Rebecca’s parents had a hard time grasping that their 19-year-old daughter had dropped out of school and was moving across the country to live with a guy after spending only five days together.
Rebecca arrived in Corona on May 1. By July 4, she realized that Chris had portrayed himself one way over the internet when, in reality, he was a completely different person.
“Chris was happy with my online picture and with the way I planned to look, but never with the way I really was.”
Rebecca admits that she was naive.
“Honestly, it was a little reckless. It was the first time I had been in love...my first kiss.” She sighs. “He was my first.”

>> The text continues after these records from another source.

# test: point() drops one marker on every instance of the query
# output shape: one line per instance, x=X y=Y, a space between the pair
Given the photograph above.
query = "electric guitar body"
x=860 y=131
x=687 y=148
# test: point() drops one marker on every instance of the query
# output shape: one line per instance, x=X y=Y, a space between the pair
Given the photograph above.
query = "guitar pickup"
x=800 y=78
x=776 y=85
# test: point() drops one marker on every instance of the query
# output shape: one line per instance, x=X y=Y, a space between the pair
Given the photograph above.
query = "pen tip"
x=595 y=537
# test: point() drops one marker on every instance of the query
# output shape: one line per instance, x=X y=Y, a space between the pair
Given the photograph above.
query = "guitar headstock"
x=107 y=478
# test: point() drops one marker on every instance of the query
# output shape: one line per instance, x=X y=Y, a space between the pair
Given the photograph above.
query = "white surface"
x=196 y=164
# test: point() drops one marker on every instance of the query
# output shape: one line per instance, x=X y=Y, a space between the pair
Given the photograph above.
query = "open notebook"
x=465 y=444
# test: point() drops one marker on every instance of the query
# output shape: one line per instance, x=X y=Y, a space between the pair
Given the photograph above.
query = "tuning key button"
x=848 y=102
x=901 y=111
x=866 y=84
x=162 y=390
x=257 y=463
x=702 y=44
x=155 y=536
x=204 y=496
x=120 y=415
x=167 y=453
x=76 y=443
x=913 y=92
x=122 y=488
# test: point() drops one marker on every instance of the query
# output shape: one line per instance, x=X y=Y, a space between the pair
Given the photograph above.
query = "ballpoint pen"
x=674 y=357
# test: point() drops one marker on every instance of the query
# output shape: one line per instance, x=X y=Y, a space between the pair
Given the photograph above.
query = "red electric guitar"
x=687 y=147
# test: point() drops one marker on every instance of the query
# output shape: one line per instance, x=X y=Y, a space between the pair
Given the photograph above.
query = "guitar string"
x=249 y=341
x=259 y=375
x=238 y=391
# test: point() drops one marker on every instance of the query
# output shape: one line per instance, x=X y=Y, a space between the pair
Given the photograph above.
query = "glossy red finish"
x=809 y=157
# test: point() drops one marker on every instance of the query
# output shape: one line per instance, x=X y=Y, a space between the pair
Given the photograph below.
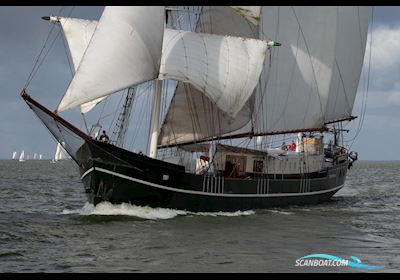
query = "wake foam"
x=143 y=212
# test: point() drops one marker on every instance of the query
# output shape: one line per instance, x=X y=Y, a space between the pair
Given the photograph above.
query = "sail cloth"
x=133 y=35
x=192 y=116
x=195 y=116
x=295 y=82
x=226 y=69
x=78 y=33
x=251 y=13
x=352 y=31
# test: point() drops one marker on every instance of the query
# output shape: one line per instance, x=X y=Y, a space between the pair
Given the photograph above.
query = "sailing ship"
x=22 y=156
x=245 y=78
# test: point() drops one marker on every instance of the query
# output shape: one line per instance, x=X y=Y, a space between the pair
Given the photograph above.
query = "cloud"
x=385 y=59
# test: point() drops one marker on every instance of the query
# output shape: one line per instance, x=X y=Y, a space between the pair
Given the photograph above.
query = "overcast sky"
x=22 y=35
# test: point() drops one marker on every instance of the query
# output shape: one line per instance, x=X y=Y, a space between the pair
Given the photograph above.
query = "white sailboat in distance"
x=22 y=156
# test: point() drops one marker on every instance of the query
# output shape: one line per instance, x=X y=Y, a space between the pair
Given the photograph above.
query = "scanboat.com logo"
x=329 y=260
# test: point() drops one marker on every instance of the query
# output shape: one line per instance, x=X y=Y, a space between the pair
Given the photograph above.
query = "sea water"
x=46 y=225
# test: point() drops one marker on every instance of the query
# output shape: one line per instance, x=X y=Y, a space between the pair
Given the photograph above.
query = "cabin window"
x=235 y=166
x=258 y=166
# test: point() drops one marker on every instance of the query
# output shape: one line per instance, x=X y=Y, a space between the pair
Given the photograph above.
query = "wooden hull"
x=148 y=182
x=116 y=175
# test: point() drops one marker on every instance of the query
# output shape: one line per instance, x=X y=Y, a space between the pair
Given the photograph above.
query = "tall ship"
x=257 y=99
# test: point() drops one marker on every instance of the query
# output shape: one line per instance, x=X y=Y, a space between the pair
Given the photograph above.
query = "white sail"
x=22 y=156
x=192 y=115
x=222 y=20
x=251 y=13
x=78 y=33
x=125 y=50
x=352 y=31
x=225 y=68
x=295 y=83
x=60 y=153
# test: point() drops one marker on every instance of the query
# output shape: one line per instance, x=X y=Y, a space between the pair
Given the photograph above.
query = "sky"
x=23 y=33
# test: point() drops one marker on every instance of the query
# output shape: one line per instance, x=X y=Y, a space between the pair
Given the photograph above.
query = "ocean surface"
x=47 y=226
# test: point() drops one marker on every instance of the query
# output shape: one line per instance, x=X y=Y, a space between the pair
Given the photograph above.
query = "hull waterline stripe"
x=204 y=193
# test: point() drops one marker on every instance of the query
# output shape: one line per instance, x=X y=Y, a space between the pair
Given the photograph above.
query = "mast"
x=155 y=118
x=121 y=126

After six months, Rebecca moved back to Alabama to live with her parents. She swore off online dating. But she soon grew bored and returned to California. In January 2012, she moved to San Diego.
She signed up for dating accounts with OkCupid and Plenty of Fish. Within a week of living in San Diego, she met a personal trainer on OkCupid. They began a five-month relationship.

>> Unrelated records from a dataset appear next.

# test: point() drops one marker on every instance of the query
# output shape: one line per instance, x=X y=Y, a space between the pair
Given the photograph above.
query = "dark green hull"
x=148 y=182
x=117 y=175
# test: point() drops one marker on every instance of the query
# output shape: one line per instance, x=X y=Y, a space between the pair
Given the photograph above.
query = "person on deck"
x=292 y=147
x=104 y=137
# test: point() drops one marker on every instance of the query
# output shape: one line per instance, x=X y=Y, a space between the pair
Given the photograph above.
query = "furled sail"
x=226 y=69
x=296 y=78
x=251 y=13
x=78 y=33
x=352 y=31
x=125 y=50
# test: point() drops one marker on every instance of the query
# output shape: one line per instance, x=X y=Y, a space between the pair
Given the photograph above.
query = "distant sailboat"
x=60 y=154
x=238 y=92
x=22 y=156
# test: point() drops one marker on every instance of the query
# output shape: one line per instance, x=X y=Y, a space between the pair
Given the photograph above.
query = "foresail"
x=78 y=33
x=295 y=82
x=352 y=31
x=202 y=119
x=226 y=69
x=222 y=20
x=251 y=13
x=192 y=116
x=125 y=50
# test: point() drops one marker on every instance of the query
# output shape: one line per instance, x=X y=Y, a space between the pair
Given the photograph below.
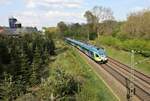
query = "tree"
x=137 y=25
x=96 y=16
x=7 y=87
x=62 y=27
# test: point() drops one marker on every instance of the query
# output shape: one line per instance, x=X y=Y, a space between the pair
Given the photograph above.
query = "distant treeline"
x=127 y=35
x=23 y=63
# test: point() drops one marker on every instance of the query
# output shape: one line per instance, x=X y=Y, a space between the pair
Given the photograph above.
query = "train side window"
x=97 y=55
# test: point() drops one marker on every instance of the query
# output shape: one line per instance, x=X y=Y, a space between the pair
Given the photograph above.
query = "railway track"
x=122 y=73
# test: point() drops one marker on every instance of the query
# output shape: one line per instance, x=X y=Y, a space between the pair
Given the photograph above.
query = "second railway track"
x=122 y=73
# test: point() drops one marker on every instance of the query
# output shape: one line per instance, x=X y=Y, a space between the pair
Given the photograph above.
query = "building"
x=15 y=28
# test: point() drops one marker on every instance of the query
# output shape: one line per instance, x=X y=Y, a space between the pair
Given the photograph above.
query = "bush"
x=141 y=46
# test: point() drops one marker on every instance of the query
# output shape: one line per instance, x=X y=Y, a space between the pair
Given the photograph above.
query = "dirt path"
x=116 y=87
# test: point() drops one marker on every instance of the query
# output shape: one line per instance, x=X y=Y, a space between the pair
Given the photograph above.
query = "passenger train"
x=97 y=54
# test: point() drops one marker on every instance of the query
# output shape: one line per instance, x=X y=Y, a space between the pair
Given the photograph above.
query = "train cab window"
x=97 y=55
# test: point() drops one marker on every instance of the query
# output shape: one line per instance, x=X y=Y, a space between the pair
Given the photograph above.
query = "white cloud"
x=5 y=2
x=54 y=3
x=47 y=18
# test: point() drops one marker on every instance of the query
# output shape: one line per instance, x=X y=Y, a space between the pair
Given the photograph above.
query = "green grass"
x=125 y=57
x=93 y=88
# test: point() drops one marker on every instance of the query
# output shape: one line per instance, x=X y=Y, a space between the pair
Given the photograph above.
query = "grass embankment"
x=125 y=57
x=93 y=88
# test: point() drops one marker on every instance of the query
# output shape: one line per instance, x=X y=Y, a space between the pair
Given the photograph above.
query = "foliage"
x=23 y=57
x=60 y=85
x=137 y=25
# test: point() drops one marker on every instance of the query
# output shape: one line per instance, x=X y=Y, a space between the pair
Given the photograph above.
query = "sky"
x=47 y=13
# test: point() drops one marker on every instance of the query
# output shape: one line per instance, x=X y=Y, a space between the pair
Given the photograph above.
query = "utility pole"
x=131 y=88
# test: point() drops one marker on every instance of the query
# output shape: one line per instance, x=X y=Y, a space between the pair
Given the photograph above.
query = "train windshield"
x=102 y=53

“He sent me a message. I thought he was hot. He took me to Benihana on our first date, and to a movie at Mission Valley AMC afterward.”
She liked him immediately. They began to date exclusively. When she discovered, five months later, that he was cheating on her with his high-school sweetheart, Rebecca broke up with him.
“Two months ago, he married the girl he cheated on me with.” She shrugs. “And that’s not even the worst of my dating experiences. I had a guy lie about his entire identity. We started talking because I thought his profile photo was cute. He claimed he lived in La Jolla. But things didn’t add up. He said his rent was $600 a month and that his complex was ghetto. There is nothing ghetto about La Jolla, and you can’t rent an apartment there for 600 bucks.”
The man started sending Rebecca photos. He sent her a penis picture. They had phone sex a few times. Whenever she tried to make face-to-face plans, he came up with excuses about why he couldn’t meet her. After two weeks, he admitted that the photos he’d sent Rebecca weren’t of him; they were of a friend. Also, he lived in New York, not La Jolla.
“He swore the penis picture he sent was his, but the other photos weren’t. He sent me a pic of what he really looks like. He is not attractive.” Rebecca laughs. I am surprised at the ease with which she accepts this.
“I know exactly what to say in my dating profile to get any guy on these sites to email me,” she confides. “I used to be more vulnerable and real about who I was. Now I say things like: ‘I am awesome, I’m so much fun, and you can’t handle me.’ I can get the most attractive guy on these dating sites to email me. It makes me feel powerful. I have dates every night of the week. I leave Wednesday night open, just in case I want to go on a second date with one of them.”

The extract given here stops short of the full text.